I am a newer in spark.
Thanks for your attention and your help.
Here is my problem.
I started my spark-shell(version 3.2.1)
in local mode in my mac os (Catalina 10.15.7)
,
then I ran some code below, no exceptions happened
import org.apache.spark.sql.types.{StringType, IntegerType, StructField, StructType}
import org.apache.spark.sql.Row
import org.apache.spark.sql.DataFrame
import org.apache.spark.rdd.RDD
val seq: Seq[(String, Int)] = Seq(("Bob", 14), ("Alice", 18))
val rdd: RDD[(String, Int)] = sc.parallelize(seq)
val schema:StructType = StructType( Array(StructField("name", StringType),StructField("age", IntegerType)))
val rowRDD: RDD[Row] = rdd.map(fileds => Row(fileds._1, fileds._2))
val dataFrame: DataFrame = spark.createDataFrame(rowRDD,schema)
finally I ran
dataFrame.show
and I got this
22/06/22 11:18:19 ERROR util.Utils: Aborting task=======> (10 2) / 12]
java.io.IOException: Failed to connect to /192.168.1.3:50561
at org.apache.spark.network.client.TransportClientFactory.createClient(TransportClientFactory.java:288)
at org.apache.spark.network.client.TransportClientFactory.createClient(TransportClientFactory.java:218)
at org.apache.spark.network.client.TransportClientFactory.createClient(TransportClientFactory.java:230)
at org.apache.spark.rpc.netty.NettyRpcEnv.downloadClient(NettyRpcEnv.scala:399)
at org.apache.spark.rpc.netty.NettyRpcEnv.$anonfun$openChannel$4(NettyRpcEnv.scala:367)
at scala.runtime.java8.JFunction0$mcV$sp.apply(JFunction0$mcV$sp.java:23)
at org.apache.spark.util.Utils$.tryWithSafeFinallyAndFailureCallbacks(Utils.scala:1496)

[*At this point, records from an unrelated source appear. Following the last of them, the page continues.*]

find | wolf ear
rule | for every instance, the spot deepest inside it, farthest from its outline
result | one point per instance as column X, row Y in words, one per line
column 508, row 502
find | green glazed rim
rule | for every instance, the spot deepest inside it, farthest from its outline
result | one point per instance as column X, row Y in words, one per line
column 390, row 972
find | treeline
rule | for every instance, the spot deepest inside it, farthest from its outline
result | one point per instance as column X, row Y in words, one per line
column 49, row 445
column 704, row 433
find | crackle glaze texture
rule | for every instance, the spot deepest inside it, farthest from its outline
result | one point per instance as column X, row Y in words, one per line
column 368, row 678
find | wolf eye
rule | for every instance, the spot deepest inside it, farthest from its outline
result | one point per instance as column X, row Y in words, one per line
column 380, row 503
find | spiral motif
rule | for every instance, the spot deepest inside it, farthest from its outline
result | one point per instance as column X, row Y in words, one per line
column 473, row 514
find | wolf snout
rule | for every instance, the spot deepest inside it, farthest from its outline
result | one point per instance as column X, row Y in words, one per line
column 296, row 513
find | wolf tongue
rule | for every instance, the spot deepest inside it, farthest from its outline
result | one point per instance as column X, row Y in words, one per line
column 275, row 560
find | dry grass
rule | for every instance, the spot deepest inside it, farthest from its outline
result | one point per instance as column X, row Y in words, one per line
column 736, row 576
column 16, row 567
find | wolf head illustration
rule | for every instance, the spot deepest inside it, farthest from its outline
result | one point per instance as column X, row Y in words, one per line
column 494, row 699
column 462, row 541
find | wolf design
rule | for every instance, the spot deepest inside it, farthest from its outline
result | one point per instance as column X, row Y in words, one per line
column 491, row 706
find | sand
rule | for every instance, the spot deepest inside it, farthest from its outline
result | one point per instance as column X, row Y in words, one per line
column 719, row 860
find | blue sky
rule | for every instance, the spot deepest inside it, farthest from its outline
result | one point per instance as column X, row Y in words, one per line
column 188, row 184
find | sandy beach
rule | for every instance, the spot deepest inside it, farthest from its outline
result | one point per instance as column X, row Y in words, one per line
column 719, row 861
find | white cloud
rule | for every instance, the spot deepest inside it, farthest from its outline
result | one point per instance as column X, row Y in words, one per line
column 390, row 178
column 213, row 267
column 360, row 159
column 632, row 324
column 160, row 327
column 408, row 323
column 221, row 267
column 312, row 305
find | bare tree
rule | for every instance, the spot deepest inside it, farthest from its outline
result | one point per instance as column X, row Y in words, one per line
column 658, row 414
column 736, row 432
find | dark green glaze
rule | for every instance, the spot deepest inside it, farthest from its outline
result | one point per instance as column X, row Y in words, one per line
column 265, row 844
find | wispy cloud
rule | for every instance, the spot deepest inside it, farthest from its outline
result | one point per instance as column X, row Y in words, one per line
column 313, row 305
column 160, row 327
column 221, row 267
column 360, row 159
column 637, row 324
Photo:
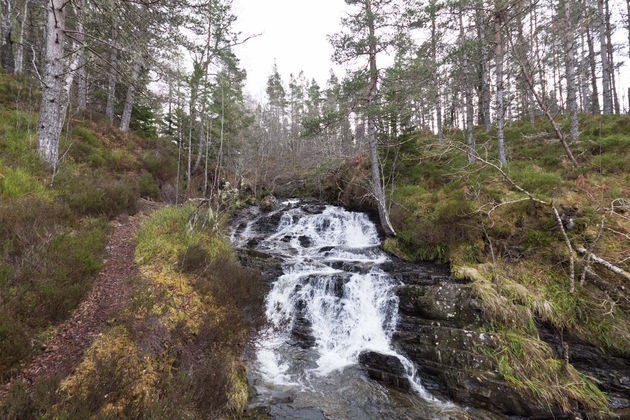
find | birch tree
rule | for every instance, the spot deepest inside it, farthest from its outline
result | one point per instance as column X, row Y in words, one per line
column 500, row 11
column 364, row 37
column 604, row 55
column 6, row 43
column 569, row 59
column 57, row 79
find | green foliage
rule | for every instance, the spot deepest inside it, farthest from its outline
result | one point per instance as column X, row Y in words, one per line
column 16, row 183
column 535, row 180
column 611, row 162
column 143, row 121
column 101, row 197
column 51, row 248
column 147, row 186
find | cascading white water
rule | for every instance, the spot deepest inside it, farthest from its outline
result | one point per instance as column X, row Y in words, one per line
column 332, row 284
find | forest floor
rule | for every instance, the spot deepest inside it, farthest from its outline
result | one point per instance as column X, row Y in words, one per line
column 109, row 295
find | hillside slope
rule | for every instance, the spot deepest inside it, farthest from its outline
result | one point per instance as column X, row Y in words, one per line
column 512, row 254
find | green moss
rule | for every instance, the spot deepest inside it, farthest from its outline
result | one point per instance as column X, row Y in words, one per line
column 17, row 182
column 611, row 163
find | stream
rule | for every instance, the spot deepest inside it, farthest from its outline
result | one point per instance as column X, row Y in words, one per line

at org.apache.spark.rpc.netty.NettyRpcEnv.openChannel(NettyRpcEnv.scala:366)
at org.apache.spark.repl.ExecutorClassLoader.getClassFileInputStreamFromSparkRPC(ExecutorClassLoader.scala:135)
at org.apache.spark.repl.ExecutorClassLoader.$anonfun$fetchFn$1(ExecutorClassLoader.scala:66)
at org.apache.spark.repl.ExecutorClassLoader.findClassLocally(ExecutorClassLoader.scala:176)
at org.apache.spark.repl.ExecutorClassLoader.findClass(ExecutorClassLoader.scala:113)
at java.lang.ClassLoader.loadClass(ClassLoader.java:418)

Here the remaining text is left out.